Ricordando…

Cosa sono i ricordi?

Beh, i ricordi sono la nostra storia, la nostra narrazione…

Sono quello che siamo stati e influiscono su quello che potremmo essere.

Tutti noi abbiamo molti ricordi costuditi nella nostra mente… e tutti inevitabilmente sono colorati dalle emozioni.

Alcuni ricordi sono felici: il nostro primo giorno di scuola, la carezza di un nonno, il primo amore, l’abbraccio ad un figlio….

Alcuni ricordi sono dei profumi, che ci accarezzano e ci riportano nel passato. L’olfatto è un potente attivatore di quello che è stato… ci sono odori che non si dimenticano: l’odore di erba tagliata, per esempio, mi riporta alla mia infanzia e mi attiva una nostalgica felicità per quella libertà e spensieratezza che è tipica dei bambini; mi coccola e nello stesso tempo mi pizzica, mi scalda e poi mi brucia quando mi rendo conto che alcune cose non torneranno più.

I ricordi sono così: ci sfregano il viso come il vento e la pioggia in una giornata afosa….  Come un temporale estivo…. Ci rinfrescano, ma ci possono spaventare per la loro potenza.

Anche perché non sempre i ricordi sono felici!

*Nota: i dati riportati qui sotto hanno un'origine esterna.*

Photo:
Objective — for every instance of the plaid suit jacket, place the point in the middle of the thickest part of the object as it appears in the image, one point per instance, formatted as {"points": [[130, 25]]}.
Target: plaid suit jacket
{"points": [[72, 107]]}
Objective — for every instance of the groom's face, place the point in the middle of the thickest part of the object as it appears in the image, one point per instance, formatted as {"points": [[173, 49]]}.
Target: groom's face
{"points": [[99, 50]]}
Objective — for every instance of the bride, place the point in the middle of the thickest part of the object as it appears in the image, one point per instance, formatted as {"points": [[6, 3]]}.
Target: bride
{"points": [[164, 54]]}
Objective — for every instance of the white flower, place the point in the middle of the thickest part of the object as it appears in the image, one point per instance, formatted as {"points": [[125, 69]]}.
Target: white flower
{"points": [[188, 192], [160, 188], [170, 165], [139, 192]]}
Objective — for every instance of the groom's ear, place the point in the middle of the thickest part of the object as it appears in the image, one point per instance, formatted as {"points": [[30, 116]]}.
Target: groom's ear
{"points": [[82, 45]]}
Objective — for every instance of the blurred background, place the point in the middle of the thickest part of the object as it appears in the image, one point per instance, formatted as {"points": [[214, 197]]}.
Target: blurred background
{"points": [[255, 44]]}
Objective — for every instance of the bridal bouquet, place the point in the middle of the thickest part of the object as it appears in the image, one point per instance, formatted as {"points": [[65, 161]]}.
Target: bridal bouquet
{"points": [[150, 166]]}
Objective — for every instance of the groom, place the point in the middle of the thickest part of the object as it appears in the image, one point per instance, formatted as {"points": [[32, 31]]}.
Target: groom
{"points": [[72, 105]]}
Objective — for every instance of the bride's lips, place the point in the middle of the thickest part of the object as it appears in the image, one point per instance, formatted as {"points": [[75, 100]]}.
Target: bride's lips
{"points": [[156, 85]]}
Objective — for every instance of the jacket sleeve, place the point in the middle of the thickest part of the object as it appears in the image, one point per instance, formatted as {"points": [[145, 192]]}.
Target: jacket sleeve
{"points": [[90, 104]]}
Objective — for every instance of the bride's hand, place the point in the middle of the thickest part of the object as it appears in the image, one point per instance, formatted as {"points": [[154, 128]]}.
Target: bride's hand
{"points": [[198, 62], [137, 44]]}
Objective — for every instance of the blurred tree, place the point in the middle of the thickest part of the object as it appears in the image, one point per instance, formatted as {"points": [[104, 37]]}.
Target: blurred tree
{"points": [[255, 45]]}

La nostra vita è purtroppo costellata da eventi che preferiremmo non fossero accaduti, che vorremmo dimenticare e che ci possono ancora dopo tempo infliggere tristezza.

Quando il ricordo di questi eventi ritorna a galla è come se fossimo di nuovo nel bel mezzo della tempesta… e spesso l’unica cosa che cerchiamo di fare è scappare dalla nostra mente e da quelle emozioni che proviamo.

Eppure pesiamoci, che male può farci un ricordo? non siamo più nella tempesta…. Quella l’abbiamo superata e ci ha resi in fondo quello che siamo ora

Rimangono le emozioni… ma queste non possono che accompagnarci… a volte ci scalderanno come sa fare il sole nelle giornate di primavera…altre volte ci scotteranno

Ma ci priveremmo del sole perché a volte ci brucia?